The best week yet: accents and dialects

A meme referenced in Understanding Language Through Humor.

Now, this is one of the reasons I took this linguistics course. This is the good stuff.

It’s been getting better week by week. This being an introduction course, it’s bound to cover things that I’m less interested in, and we got that in the first couple of weeks — stuff like mechanics of speech, and the International Phonetic Alphabet. But now it’s getting good.

The week before this past one, we were studying how children learn to speak, and I picked up a lot of interesting stuff — stuff I didn’t know, despite having five children and five grandchildren. (I’ve already bored one friend with advice about her toddler’s linguistic development, so if you have any tots at the moment, you might want to steer clear of me.)

But this week that just ended was the best so far, and I hope for more like it. It covered accents and “varieties” of languages (which is what linguists call dialects because calling them dialects might hurt some people’s feelings).

I mentioned in my Christopher Guest post what a fascination accents are to me. I love them as living demonstrations of the seemingly infinite diversity of human beings. If I go to another country or part of this country, I want to hear those local accents — the more stereotypical they are, the better. When I’m in New York, I love hearing the cops talk like the ones in the movies. And one of the most delightful moments of my first morning in England in 2010 was when I asked a copper for directions and he answered me in perhaps the first Cockney I’d ever heard in person. (My joy was increased by the fact he was wearing the traditional Bobby uniform with the oddly shaped helmet. They do that in London, at least in areas frequented by tourists, unlike in other parts of England.)

At the same time, I marvel that people still speak with such accents. Why on Earth do people speak that way? When I was young, I figured that I was a member of the last generation that would hear the really thick ones. And we’d only hear them from older people — the rest of us would have our accents ironed out by TV, radio and movies. And that was true for military brats — we all had flat, regionless modes of speech, unlike the older people around us. But there are still plenty of people out there who can be hard for folks from elsewhere to understand.

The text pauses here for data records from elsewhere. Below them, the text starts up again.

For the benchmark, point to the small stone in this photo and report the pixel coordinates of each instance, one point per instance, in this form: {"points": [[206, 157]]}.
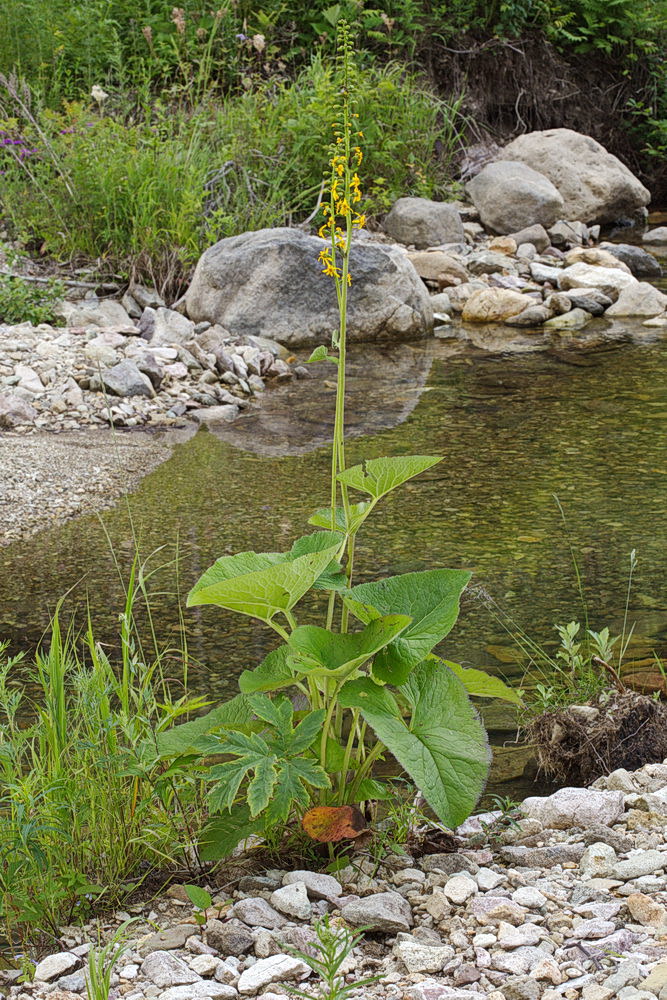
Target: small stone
{"points": [[292, 900], [646, 911], [165, 969], [384, 911], [276, 969], [418, 957], [256, 912], [55, 966], [229, 938], [459, 888], [598, 861], [204, 965], [318, 886], [640, 863]]}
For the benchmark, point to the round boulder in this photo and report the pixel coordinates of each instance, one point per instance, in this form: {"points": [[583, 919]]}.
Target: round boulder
{"points": [[512, 196], [594, 184], [424, 223], [269, 283]]}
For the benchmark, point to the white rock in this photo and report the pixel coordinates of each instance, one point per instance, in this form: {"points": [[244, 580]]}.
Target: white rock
{"points": [[276, 969], [459, 888], [55, 966], [419, 957], [292, 900], [581, 807], [318, 886], [597, 861], [165, 969]]}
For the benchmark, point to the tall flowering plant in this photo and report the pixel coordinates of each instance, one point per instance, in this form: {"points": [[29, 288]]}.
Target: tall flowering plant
{"points": [[371, 681]]}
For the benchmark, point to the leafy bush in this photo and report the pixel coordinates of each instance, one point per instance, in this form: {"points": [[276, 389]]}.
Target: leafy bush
{"points": [[23, 301], [148, 197]]}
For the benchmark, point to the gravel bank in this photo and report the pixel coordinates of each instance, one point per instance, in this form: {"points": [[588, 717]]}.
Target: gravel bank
{"points": [[48, 478]]}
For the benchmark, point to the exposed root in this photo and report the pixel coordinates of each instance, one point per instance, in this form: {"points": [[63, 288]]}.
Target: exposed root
{"points": [[629, 731]]}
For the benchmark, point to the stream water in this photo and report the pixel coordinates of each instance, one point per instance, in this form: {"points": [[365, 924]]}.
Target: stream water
{"points": [[516, 430]]}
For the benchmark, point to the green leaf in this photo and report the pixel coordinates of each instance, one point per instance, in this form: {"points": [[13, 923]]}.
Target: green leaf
{"points": [[272, 673], [483, 685], [264, 592], [184, 738], [321, 652], [358, 514], [198, 897], [379, 476], [430, 598], [333, 577], [444, 748], [222, 834]]}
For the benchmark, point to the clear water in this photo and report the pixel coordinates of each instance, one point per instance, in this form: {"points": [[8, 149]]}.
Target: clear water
{"points": [[514, 429]]}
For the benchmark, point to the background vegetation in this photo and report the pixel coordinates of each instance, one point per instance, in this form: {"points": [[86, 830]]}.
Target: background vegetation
{"points": [[133, 132]]}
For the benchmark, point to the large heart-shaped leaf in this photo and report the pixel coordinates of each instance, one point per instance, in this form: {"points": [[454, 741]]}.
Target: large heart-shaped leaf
{"points": [[321, 652], [379, 476], [430, 598], [483, 685], [262, 592], [443, 747], [233, 714]]}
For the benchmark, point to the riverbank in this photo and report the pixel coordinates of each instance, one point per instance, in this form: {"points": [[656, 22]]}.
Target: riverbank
{"points": [[567, 903]]}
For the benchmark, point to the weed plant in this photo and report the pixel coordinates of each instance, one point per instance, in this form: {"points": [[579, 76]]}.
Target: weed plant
{"points": [[146, 192], [88, 810]]}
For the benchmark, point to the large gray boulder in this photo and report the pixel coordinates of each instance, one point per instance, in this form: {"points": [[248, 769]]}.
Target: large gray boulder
{"points": [[595, 186], [511, 196], [424, 223], [269, 283]]}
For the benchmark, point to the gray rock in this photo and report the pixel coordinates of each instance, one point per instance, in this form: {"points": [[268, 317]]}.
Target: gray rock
{"points": [[256, 912], [164, 326], [423, 223], [641, 299], [419, 957], [576, 319], [535, 235], [292, 900], [14, 411], [229, 938], [511, 196], [641, 263], [125, 379], [594, 185], [165, 969], [542, 857], [640, 863], [570, 807], [564, 234], [532, 316], [598, 861], [166, 940], [199, 991], [318, 886], [275, 969], [657, 236], [448, 863], [269, 283], [385, 911], [55, 966]]}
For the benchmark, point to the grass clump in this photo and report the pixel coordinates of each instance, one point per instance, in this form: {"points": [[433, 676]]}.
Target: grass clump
{"points": [[144, 191], [88, 809]]}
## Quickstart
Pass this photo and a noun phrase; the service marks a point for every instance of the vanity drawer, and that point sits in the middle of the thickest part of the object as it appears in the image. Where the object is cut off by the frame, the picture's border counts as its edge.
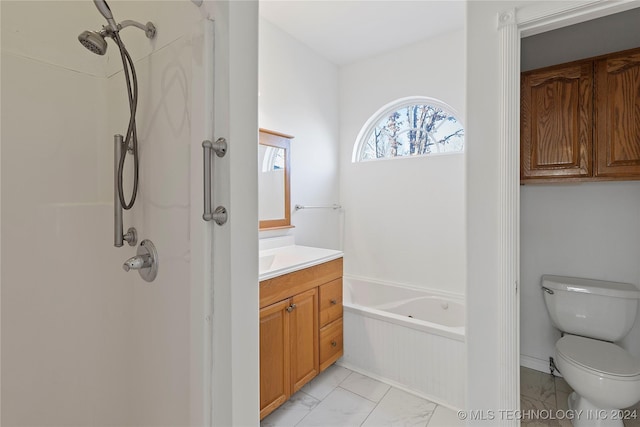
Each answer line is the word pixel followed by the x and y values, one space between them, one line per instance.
pixel 330 343
pixel 330 302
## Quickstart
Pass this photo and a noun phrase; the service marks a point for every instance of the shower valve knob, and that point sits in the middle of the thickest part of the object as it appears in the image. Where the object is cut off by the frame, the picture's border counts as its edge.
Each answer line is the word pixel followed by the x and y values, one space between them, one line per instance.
pixel 137 262
pixel 146 261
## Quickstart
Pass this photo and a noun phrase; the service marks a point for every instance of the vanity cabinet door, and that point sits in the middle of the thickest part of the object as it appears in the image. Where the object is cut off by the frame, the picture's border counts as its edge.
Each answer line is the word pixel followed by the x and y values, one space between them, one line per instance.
pixel 618 115
pixel 556 122
pixel 275 380
pixel 304 338
pixel 330 302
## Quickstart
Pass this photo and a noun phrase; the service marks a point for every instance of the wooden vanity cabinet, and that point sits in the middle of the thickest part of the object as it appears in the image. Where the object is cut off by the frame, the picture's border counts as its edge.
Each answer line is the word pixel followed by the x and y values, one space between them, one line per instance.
pixel 581 121
pixel 300 330
pixel 275 373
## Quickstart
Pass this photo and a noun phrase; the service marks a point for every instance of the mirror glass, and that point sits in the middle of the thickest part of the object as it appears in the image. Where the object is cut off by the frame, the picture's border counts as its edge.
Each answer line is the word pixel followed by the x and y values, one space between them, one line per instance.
pixel 273 180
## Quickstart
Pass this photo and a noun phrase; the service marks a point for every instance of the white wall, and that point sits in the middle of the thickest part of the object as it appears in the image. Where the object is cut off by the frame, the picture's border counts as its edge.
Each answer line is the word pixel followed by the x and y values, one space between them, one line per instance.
pixel 66 307
pixel 85 343
pixel 404 218
pixel 483 163
pixel 299 96
pixel 589 230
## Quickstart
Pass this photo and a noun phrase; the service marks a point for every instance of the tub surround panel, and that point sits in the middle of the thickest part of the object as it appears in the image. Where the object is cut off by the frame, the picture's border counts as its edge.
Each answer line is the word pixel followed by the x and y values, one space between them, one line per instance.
pixel 554 241
pixel 421 356
pixel 430 365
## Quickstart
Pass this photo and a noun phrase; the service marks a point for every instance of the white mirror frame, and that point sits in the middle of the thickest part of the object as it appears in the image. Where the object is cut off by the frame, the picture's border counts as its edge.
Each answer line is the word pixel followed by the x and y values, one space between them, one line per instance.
pixel 513 24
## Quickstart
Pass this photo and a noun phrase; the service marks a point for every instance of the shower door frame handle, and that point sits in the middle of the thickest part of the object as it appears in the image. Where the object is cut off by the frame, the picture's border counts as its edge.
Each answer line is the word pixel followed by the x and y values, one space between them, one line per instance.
pixel 219 215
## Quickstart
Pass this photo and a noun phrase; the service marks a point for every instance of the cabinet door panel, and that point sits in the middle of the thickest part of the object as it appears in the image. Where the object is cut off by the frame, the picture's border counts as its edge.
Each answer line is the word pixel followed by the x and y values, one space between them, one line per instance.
pixel 618 115
pixel 304 338
pixel 275 380
pixel 556 122
pixel 331 344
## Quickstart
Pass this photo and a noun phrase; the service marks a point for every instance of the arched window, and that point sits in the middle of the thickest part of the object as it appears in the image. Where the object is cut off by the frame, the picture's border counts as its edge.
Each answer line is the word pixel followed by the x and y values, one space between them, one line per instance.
pixel 416 126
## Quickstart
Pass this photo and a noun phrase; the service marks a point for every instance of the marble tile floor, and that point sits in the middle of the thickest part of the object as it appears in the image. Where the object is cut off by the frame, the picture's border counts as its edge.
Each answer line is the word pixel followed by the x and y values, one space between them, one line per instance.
pixel 541 391
pixel 339 397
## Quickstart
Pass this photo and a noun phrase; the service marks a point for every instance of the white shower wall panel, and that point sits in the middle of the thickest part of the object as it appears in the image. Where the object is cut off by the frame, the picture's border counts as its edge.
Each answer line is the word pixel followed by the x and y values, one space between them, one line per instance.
pixel 160 354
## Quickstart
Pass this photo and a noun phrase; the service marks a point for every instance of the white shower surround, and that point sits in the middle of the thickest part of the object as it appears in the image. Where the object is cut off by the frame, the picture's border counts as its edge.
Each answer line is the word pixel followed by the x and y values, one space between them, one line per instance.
pixel 425 357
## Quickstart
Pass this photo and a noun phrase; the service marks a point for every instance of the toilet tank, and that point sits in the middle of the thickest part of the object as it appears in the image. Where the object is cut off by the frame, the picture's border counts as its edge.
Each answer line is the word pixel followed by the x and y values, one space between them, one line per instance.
pixel 591 308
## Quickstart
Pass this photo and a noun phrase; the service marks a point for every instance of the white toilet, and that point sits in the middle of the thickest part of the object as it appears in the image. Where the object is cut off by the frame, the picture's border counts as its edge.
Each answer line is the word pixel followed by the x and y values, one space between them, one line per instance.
pixel 592 315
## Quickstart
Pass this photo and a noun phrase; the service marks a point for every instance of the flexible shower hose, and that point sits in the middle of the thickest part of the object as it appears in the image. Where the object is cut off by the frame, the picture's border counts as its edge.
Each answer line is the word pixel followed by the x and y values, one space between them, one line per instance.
pixel 131 138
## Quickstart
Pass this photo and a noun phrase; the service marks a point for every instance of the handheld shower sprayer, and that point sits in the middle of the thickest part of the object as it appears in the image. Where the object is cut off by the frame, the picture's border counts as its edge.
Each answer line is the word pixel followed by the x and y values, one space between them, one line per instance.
pixel 104 9
pixel 95 41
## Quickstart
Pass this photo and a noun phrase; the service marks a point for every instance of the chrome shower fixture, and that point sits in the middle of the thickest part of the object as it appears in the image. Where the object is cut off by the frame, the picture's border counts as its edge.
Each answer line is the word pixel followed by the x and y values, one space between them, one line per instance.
pixel 95 40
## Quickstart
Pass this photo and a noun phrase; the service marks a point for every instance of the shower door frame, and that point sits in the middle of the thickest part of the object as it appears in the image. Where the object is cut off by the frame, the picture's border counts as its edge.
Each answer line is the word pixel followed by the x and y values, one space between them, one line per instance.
pixel 513 24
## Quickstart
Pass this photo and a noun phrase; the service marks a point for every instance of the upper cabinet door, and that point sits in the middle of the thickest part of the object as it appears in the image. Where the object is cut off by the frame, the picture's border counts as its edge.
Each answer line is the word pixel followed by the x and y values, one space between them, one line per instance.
pixel 618 115
pixel 557 121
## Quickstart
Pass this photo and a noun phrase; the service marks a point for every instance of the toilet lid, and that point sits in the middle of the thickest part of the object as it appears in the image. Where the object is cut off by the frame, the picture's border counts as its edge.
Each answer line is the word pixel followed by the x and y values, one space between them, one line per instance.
pixel 604 357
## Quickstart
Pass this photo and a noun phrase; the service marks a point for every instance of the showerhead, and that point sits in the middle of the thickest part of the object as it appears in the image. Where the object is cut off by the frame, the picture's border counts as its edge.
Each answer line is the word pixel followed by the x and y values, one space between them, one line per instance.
pixel 93 41
pixel 103 7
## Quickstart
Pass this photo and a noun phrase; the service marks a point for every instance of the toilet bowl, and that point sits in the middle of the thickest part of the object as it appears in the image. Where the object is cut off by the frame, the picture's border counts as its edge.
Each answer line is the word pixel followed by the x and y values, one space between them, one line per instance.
pixel 604 374
pixel 593 314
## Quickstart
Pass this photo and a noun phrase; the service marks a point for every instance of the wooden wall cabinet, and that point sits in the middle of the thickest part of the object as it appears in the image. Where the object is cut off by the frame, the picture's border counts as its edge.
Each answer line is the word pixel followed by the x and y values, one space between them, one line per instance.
pixel 300 330
pixel 581 121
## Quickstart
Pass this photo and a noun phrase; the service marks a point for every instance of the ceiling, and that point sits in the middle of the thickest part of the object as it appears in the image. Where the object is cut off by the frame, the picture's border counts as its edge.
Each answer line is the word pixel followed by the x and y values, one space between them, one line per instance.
pixel 350 30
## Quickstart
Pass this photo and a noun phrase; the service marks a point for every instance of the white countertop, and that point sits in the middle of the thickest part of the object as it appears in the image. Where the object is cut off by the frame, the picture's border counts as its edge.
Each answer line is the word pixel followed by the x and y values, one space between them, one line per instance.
pixel 286 259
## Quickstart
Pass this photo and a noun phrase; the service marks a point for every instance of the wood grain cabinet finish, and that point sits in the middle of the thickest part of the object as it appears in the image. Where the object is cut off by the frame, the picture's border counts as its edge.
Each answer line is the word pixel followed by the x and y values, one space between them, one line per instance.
pixel 557 121
pixel 581 121
pixel 300 318
pixel 275 373
pixel 618 115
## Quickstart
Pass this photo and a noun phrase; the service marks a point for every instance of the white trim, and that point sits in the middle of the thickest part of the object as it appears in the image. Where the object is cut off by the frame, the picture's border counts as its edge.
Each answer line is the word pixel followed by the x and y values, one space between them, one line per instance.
pixel 387 109
pixel 509 221
pixel 531 19
pixel 341 362
pixel 539 365
pixel 458 297
pixel 544 16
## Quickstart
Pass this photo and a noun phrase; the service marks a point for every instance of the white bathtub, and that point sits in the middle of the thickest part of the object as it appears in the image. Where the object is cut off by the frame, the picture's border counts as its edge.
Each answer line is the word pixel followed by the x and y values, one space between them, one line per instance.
pixel 407 337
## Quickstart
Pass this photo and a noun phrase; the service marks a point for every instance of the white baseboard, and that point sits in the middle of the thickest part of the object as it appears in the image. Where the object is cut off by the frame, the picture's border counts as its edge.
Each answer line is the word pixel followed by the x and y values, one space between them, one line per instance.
pixel 536 364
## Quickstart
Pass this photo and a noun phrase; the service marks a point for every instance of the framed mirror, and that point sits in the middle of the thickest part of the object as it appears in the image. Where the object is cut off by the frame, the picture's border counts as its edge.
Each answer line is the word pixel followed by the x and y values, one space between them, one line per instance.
pixel 274 171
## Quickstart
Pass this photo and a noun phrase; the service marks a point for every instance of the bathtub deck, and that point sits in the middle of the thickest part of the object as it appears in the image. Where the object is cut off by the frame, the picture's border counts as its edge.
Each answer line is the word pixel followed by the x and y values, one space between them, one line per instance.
pixel 341 397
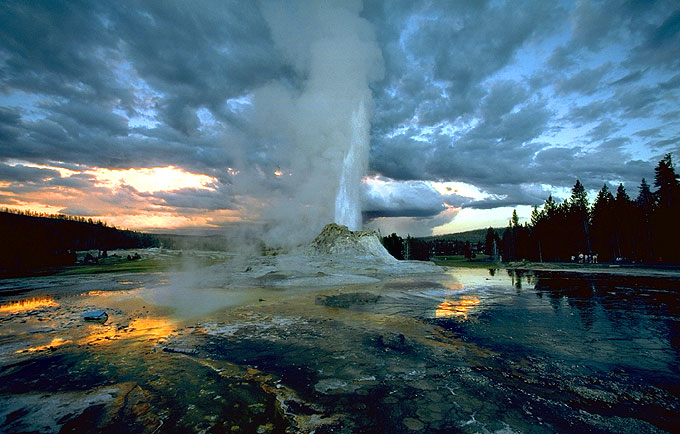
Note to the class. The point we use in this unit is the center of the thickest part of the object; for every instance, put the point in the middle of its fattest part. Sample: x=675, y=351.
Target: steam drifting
x=317, y=122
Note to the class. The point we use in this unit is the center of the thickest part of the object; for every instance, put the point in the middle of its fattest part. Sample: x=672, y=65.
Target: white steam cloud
x=317, y=123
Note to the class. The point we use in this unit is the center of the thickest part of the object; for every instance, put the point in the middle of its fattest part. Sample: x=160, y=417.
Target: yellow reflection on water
x=56, y=342
x=151, y=328
x=27, y=305
x=456, y=308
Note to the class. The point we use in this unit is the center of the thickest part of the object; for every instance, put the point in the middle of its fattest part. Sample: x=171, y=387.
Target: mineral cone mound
x=337, y=240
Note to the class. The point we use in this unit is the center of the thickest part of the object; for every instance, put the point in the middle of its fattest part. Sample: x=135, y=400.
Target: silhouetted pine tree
x=666, y=229
x=624, y=216
x=603, y=225
x=578, y=219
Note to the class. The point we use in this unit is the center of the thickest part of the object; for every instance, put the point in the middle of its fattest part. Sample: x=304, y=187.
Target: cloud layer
x=513, y=99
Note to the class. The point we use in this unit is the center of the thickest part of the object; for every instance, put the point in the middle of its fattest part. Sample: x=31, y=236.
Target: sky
x=200, y=117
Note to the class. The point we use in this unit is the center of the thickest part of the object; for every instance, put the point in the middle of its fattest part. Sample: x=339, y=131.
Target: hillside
x=31, y=241
x=474, y=236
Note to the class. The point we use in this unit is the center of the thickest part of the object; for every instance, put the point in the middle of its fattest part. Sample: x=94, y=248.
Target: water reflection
x=28, y=305
x=456, y=308
x=151, y=328
x=54, y=343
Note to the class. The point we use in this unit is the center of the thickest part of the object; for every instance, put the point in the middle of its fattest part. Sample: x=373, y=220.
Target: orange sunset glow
x=151, y=180
x=28, y=305
x=456, y=308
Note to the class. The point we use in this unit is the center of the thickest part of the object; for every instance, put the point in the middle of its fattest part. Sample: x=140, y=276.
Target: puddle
x=464, y=351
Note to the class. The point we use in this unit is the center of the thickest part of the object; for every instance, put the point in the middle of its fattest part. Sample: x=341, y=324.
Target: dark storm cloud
x=502, y=95
x=199, y=199
x=412, y=199
x=93, y=64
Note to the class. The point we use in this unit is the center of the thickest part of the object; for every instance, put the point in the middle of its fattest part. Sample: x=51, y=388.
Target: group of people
x=585, y=259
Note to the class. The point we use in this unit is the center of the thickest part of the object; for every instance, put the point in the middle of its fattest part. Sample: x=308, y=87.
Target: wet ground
x=262, y=349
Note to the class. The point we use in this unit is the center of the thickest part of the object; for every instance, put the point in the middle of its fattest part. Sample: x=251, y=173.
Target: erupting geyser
x=347, y=201
x=316, y=124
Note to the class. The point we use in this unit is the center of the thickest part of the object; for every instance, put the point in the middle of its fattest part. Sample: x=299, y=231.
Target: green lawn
x=144, y=265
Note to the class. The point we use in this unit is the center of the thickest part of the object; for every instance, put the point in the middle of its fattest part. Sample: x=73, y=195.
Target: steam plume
x=317, y=123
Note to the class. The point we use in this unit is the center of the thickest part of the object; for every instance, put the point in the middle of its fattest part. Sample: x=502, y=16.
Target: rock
x=338, y=240
x=96, y=315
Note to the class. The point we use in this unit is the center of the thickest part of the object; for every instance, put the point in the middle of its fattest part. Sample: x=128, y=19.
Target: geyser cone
x=338, y=240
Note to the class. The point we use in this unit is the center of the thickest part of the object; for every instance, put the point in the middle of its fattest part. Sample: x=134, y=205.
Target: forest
x=33, y=240
x=615, y=228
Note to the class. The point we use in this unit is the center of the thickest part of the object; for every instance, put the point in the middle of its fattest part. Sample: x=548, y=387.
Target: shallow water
x=469, y=350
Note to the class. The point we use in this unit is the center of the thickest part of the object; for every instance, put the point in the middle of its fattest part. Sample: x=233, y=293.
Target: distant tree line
x=615, y=227
x=422, y=250
x=34, y=240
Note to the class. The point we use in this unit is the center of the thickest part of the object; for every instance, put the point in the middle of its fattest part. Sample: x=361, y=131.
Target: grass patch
x=144, y=265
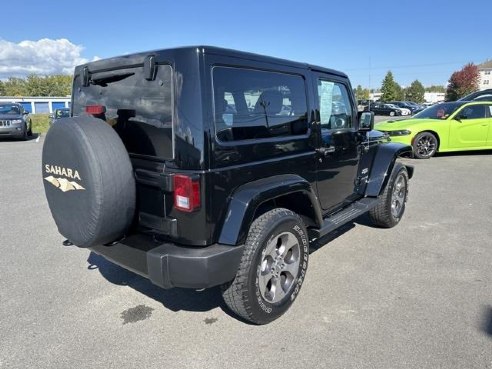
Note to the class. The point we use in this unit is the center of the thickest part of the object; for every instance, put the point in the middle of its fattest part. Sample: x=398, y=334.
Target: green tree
x=61, y=85
x=463, y=82
x=389, y=88
x=37, y=85
x=434, y=88
x=415, y=92
x=361, y=93
x=15, y=87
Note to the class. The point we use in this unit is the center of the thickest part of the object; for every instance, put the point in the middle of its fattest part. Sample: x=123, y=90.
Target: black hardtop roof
x=213, y=50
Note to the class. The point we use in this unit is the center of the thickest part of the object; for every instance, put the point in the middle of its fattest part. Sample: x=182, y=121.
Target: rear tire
x=272, y=268
x=391, y=204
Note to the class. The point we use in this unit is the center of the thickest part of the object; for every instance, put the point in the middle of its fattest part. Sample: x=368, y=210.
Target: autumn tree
x=389, y=88
x=463, y=82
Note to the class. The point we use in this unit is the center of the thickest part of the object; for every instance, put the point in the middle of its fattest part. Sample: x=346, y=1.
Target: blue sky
x=424, y=40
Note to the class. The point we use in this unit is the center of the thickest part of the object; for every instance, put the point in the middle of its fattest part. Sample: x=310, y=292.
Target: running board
x=344, y=216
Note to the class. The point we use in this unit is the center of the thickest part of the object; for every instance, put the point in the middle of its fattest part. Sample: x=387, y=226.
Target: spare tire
x=88, y=180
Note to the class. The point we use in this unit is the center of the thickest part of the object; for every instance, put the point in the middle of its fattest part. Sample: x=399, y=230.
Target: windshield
x=439, y=111
x=9, y=109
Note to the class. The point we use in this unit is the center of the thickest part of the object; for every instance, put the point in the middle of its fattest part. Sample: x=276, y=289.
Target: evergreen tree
x=390, y=89
x=415, y=92
x=463, y=82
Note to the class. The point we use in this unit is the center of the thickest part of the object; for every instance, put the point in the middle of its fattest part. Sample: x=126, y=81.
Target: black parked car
x=158, y=173
x=59, y=114
x=383, y=109
x=15, y=121
x=405, y=104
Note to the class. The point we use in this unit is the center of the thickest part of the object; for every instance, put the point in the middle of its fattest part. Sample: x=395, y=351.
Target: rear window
x=139, y=110
x=252, y=104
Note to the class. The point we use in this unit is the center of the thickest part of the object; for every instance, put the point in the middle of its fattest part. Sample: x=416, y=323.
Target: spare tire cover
x=88, y=180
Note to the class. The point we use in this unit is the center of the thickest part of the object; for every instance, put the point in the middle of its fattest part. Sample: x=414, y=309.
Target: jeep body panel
x=325, y=174
x=384, y=159
x=248, y=198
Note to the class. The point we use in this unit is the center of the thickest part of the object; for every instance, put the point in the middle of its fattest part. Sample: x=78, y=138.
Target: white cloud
x=43, y=57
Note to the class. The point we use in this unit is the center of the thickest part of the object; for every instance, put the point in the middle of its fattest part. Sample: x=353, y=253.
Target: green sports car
x=450, y=126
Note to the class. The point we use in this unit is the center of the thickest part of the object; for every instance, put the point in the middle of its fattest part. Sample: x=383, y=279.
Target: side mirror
x=366, y=121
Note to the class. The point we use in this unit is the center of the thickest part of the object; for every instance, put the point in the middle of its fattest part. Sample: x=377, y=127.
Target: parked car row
x=444, y=127
x=15, y=121
x=391, y=108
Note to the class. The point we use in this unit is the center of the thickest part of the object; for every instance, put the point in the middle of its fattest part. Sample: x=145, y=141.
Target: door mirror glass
x=366, y=121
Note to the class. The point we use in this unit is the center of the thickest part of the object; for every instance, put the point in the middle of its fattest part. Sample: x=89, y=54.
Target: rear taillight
x=95, y=109
x=186, y=193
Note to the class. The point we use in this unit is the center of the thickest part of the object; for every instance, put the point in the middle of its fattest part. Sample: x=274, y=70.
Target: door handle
x=325, y=151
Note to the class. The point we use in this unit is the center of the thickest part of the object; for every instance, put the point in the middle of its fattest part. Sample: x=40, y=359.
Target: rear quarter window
x=252, y=104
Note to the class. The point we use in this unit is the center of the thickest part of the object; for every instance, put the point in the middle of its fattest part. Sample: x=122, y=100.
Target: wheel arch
x=429, y=131
x=249, y=201
x=383, y=163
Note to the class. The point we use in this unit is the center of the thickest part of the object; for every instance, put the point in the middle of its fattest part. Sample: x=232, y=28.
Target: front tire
x=391, y=204
x=272, y=268
x=425, y=145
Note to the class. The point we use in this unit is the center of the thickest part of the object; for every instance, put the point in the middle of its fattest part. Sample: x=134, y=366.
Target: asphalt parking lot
x=415, y=296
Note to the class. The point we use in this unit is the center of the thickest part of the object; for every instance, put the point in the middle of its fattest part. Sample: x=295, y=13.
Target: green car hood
x=393, y=125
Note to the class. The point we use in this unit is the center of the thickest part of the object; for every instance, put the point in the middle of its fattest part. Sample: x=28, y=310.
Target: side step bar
x=344, y=216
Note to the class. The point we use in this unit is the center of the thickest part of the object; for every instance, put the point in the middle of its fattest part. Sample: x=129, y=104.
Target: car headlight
x=403, y=132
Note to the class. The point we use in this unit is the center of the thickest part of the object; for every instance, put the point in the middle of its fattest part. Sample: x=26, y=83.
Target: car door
x=488, y=111
x=470, y=127
x=337, y=149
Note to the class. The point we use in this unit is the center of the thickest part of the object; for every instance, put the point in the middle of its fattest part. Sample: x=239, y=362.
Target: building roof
x=485, y=65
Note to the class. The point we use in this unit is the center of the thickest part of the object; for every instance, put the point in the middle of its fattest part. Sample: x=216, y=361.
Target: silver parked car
x=15, y=121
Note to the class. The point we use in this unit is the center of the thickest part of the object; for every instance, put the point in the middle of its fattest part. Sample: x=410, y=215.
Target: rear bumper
x=12, y=131
x=168, y=265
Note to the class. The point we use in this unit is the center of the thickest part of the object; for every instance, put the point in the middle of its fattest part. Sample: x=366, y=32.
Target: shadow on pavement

And I wonder at that. I suspect it’s now one of two things: The first is that it’s like any other physical ability, such as being able to hit a curve ball. Some have elastic speech abilities and can smooth out their accents (or imitate the accents of others) at will. Others are stuck with the way they first learned speech from their parents.

Lately I’ve been giving more creedence to the second theory: The people with the accents are clinging to them deliberately — or at least semi-deliberately — as a means of expressing their membership in a particular group, and boosting the degree to which they are accepted in that group. There’s also a related, but more personal, emotional motive: “Talking like this was good enough for my momma!”

I grew up in the postwar period, when a uniform sense of American identity was strongest. It’s been eroding ever since, and America is more tribal today than ever. So people want to sound like members of subgroups.

I suspect both of those theories — the physical and the group identification –are at work. But I’m eager to learn more about these things I enjoy hearing.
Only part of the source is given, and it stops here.